I'd imagine with LLMs today, discovery work is probably done on the cloud by bots.
It'd be a great way to get sued for negligence. You can't even assume the counterparty has correctly put everything into discovery for you. What you don't know is what gets you into trouble.

An example from the Karen Reed case, the police, somehow, uploaded a video that had been put through a "mirror filter" and thus showed a vehicle in the opposite orientation from reality.
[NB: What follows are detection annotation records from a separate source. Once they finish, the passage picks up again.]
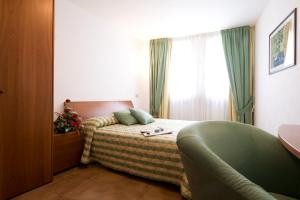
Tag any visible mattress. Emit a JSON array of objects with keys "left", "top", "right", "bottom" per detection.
[{"left": 82, "top": 119, "right": 193, "bottom": 199}]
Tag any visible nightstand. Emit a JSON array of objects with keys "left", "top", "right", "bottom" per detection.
[{"left": 53, "top": 131, "right": 84, "bottom": 174}]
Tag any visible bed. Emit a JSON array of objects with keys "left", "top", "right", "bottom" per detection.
[{"left": 70, "top": 101, "right": 193, "bottom": 199}]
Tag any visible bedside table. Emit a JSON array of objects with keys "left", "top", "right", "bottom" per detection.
[{"left": 53, "top": 131, "right": 84, "bottom": 174}]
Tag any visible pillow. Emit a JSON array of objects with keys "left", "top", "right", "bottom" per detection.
[
  {"left": 129, "top": 108, "right": 154, "bottom": 125},
  {"left": 114, "top": 111, "right": 138, "bottom": 126}
]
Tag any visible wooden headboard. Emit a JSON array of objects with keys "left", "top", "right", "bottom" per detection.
[{"left": 69, "top": 101, "right": 133, "bottom": 120}]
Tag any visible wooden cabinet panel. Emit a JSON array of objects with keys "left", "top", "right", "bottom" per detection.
[
  {"left": 53, "top": 132, "right": 84, "bottom": 174},
  {"left": 0, "top": 0, "right": 53, "bottom": 199}
]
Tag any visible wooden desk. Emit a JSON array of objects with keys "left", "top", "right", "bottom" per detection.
[{"left": 278, "top": 125, "right": 300, "bottom": 159}]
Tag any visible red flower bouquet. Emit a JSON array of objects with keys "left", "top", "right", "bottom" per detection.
[{"left": 54, "top": 99, "right": 82, "bottom": 133}]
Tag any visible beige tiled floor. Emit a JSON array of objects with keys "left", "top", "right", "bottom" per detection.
[{"left": 14, "top": 165, "right": 183, "bottom": 200}]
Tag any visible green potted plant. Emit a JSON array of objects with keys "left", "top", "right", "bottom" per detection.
[{"left": 54, "top": 99, "right": 82, "bottom": 133}]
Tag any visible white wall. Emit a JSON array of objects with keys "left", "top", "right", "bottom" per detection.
[
  {"left": 54, "top": 0, "right": 149, "bottom": 114},
  {"left": 255, "top": 0, "right": 300, "bottom": 135}
]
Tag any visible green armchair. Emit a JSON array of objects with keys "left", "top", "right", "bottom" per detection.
[{"left": 177, "top": 121, "right": 300, "bottom": 200}]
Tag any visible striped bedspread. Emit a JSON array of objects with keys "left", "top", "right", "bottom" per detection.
[{"left": 81, "top": 117, "right": 192, "bottom": 199}]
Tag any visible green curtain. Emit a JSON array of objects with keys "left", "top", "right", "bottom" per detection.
[
  {"left": 150, "top": 38, "right": 171, "bottom": 117},
  {"left": 221, "top": 26, "right": 253, "bottom": 124}
]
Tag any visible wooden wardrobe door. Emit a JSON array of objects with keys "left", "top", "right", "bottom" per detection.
[{"left": 0, "top": 0, "right": 54, "bottom": 199}]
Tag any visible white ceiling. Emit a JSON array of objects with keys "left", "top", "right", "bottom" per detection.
[{"left": 71, "top": 0, "right": 269, "bottom": 39}]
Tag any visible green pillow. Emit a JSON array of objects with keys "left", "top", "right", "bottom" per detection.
[
  {"left": 129, "top": 108, "right": 154, "bottom": 125},
  {"left": 114, "top": 111, "right": 138, "bottom": 126}
]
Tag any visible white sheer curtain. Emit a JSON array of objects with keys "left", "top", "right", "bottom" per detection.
[{"left": 168, "top": 32, "right": 229, "bottom": 120}]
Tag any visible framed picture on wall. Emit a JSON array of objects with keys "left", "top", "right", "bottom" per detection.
[{"left": 269, "top": 8, "right": 297, "bottom": 74}]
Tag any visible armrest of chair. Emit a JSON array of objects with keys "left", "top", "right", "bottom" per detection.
[{"left": 177, "top": 136, "right": 275, "bottom": 200}]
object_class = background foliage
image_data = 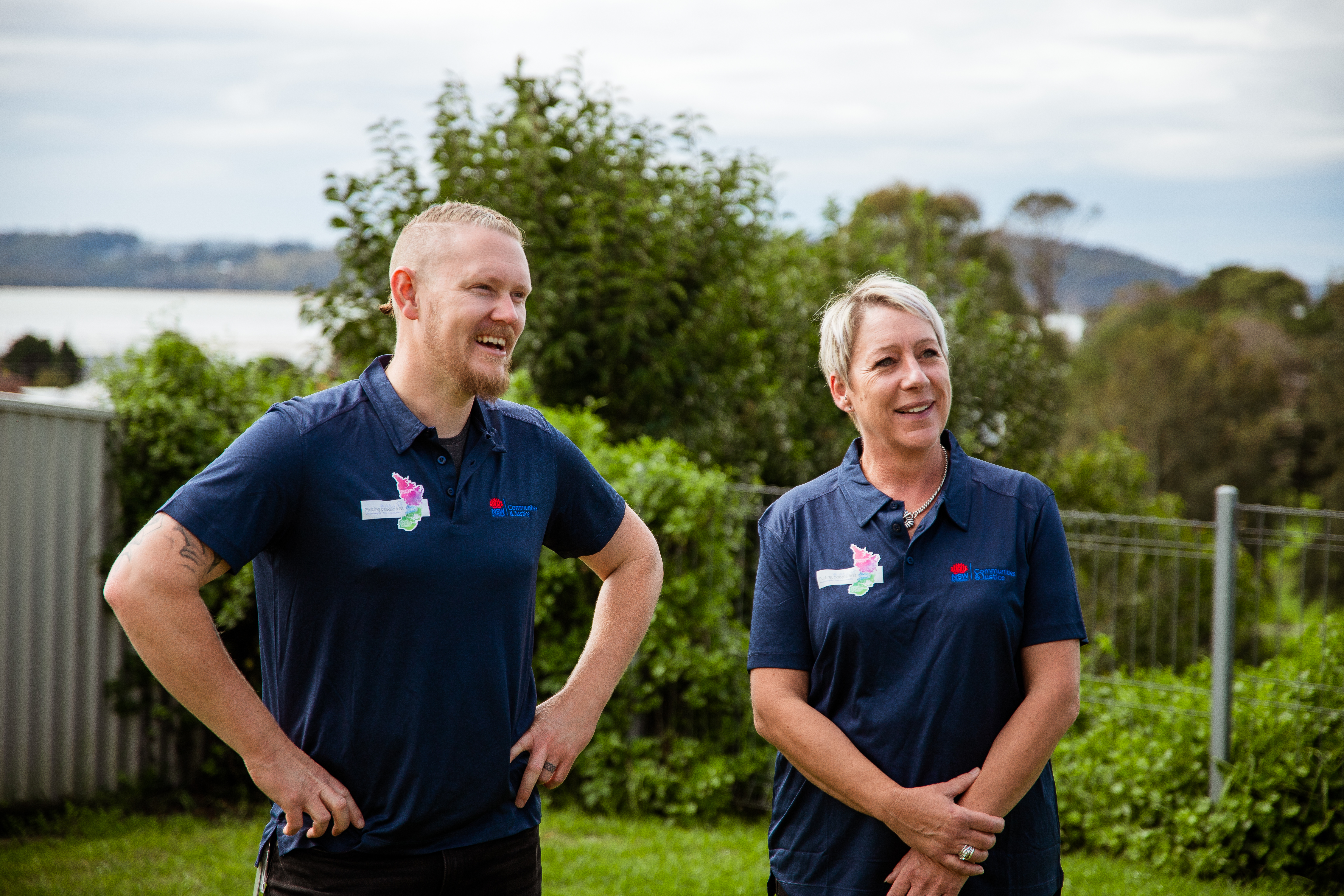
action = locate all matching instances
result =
[84,58,1344,892]
[305,64,1063,485]
[1054,617,1344,892]
[1066,267,1344,520]
[101,332,319,791]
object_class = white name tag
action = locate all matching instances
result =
[359,498,429,520]
[817,567,882,588]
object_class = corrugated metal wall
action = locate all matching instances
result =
[0,395,137,802]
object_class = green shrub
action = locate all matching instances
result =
[100,332,317,794]
[523,381,774,817]
[1055,615,1344,885]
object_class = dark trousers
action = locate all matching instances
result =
[258,828,542,896]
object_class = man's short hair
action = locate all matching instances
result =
[378,202,523,314]
[817,271,947,386]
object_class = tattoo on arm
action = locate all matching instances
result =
[172,523,216,575]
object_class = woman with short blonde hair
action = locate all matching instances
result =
[747,273,1086,896]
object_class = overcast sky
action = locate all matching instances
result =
[0,0,1344,282]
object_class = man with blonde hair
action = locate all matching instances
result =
[106,203,663,896]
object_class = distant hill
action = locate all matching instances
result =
[997,234,1196,313]
[0,232,339,290]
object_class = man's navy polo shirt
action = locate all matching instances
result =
[747,431,1086,896]
[161,357,625,854]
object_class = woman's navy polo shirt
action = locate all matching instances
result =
[161,357,625,854]
[747,431,1086,896]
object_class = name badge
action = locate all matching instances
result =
[817,567,882,588]
[359,498,429,520]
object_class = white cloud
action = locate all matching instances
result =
[0,0,1344,278]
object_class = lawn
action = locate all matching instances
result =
[0,809,1308,896]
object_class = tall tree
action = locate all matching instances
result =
[1008,192,1099,314]
[1069,267,1344,518]
[305,67,1059,485]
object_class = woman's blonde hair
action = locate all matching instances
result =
[817,271,947,386]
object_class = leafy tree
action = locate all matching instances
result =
[1067,267,1344,518]
[306,68,770,473]
[0,333,83,386]
[1008,191,1101,314]
[305,67,1059,484]
[1046,430,1185,517]
[101,332,319,793]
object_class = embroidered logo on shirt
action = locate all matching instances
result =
[817,544,882,595]
[359,473,429,532]
[974,569,1017,582]
[491,498,538,518]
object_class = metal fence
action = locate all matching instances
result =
[733,485,1344,799]
[0,396,137,802]
[1062,486,1344,799]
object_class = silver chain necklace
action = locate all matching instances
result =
[906,447,947,529]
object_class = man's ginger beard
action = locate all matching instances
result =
[425,305,513,402]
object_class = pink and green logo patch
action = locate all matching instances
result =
[392,473,425,532]
[849,544,882,595]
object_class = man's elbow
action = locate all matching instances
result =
[102,560,146,619]
[1059,684,1082,731]
[751,701,774,744]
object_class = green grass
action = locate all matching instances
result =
[0,809,1309,896]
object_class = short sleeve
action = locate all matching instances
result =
[542,425,625,557]
[1021,494,1087,647]
[747,512,813,670]
[159,407,302,574]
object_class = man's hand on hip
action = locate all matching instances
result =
[508,691,601,809]
[508,508,663,809]
[245,736,364,840]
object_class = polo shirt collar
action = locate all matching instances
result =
[839,430,970,531]
[359,355,505,454]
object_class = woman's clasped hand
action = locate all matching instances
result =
[883,768,1004,889]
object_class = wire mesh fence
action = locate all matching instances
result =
[1060,504,1344,717]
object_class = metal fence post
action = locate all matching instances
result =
[1208,485,1237,802]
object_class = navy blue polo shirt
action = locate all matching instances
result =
[747,431,1086,896]
[161,356,625,854]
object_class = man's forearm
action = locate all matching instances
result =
[562,557,663,719]
[113,588,288,762]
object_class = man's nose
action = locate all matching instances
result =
[491,294,521,327]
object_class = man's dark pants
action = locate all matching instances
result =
[263,828,542,896]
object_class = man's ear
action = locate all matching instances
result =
[390,267,419,321]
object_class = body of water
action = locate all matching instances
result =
[0,286,325,363]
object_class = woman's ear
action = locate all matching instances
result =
[827,373,853,414]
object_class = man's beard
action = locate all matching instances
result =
[434,333,513,402]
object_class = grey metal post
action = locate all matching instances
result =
[1208,485,1237,802]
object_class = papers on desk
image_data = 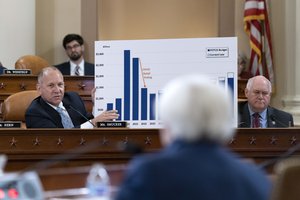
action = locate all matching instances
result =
[0,121,22,128]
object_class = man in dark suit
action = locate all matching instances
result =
[55,34,95,76]
[238,76,294,128]
[25,67,119,128]
[115,76,271,200]
[0,62,6,75]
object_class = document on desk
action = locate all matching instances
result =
[94,37,238,128]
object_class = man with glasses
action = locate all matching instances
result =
[238,76,294,128]
[55,34,95,76]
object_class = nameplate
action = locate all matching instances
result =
[0,121,22,128]
[3,69,31,75]
[97,121,127,128]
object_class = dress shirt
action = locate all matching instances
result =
[249,106,268,128]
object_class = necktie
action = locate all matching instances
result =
[56,107,74,128]
[252,113,260,128]
[75,65,80,76]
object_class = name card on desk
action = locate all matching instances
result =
[3,69,31,75]
[0,121,22,128]
[97,121,127,128]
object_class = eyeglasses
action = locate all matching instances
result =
[252,90,270,97]
[66,44,81,51]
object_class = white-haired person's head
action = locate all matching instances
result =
[159,75,234,144]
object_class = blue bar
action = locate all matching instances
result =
[124,50,130,120]
[227,72,234,94]
[132,58,139,120]
[106,103,114,110]
[141,88,148,120]
[116,98,122,120]
[156,90,163,120]
[150,94,156,120]
[219,77,225,88]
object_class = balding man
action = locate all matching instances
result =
[238,75,294,128]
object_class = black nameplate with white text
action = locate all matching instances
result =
[97,121,127,128]
[0,121,22,128]
[3,69,31,75]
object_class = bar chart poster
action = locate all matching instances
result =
[94,37,237,128]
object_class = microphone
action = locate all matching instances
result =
[270,114,290,127]
[66,105,96,127]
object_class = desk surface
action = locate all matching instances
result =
[0,128,300,171]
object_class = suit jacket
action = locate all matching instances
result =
[25,92,92,128]
[116,141,271,200]
[238,102,294,128]
[54,61,95,76]
[0,66,6,74]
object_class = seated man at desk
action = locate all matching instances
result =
[238,76,294,128]
[55,34,95,76]
[115,76,271,200]
[25,67,119,128]
[0,62,6,75]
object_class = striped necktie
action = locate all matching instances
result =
[56,107,74,128]
[75,65,80,76]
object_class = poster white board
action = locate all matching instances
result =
[94,37,238,128]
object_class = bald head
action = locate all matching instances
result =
[37,66,65,106]
[245,76,272,112]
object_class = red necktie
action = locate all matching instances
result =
[252,113,260,128]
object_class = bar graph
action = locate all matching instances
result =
[94,38,237,128]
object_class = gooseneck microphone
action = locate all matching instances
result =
[270,115,290,127]
[65,105,96,127]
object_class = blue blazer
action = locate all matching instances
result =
[238,102,294,128]
[116,141,271,200]
[54,61,95,76]
[25,92,92,128]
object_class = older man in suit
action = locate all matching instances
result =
[25,67,119,128]
[115,76,271,200]
[55,34,95,76]
[238,75,294,128]
[0,62,6,75]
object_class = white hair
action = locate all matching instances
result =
[159,75,234,142]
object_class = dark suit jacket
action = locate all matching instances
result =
[238,102,294,128]
[54,62,95,76]
[115,141,271,200]
[25,92,92,128]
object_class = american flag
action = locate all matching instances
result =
[244,0,274,85]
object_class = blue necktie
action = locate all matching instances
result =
[252,113,261,128]
[75,65,80,76]
[56,107,74,128]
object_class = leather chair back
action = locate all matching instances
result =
[2,90,39,125]
[15,55,50,75]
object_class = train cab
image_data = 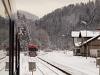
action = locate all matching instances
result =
[28,44,38,57]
Is your LLM going to notice that?

Do you know of a single attorney who has been held liable for negligence for using an LLM to help accelerate their document research work?
A few years ago there was definitely document processing automation and query based filtering but still alot of human work.

I assume you’re right and AI now does some of the work but I doubt all of it. Also how reliable would the AI be… you’d hate to not have critical evidence at trial because you trusted the AI fully and it missed something.

Discovery data includes audio, video, social site data, as well as the usual documents and emails.

Yeah that’s the quickest way to go bankrupt. Imagine trusting the current LLMs to do that and the prompts involved. No one is going to trust that.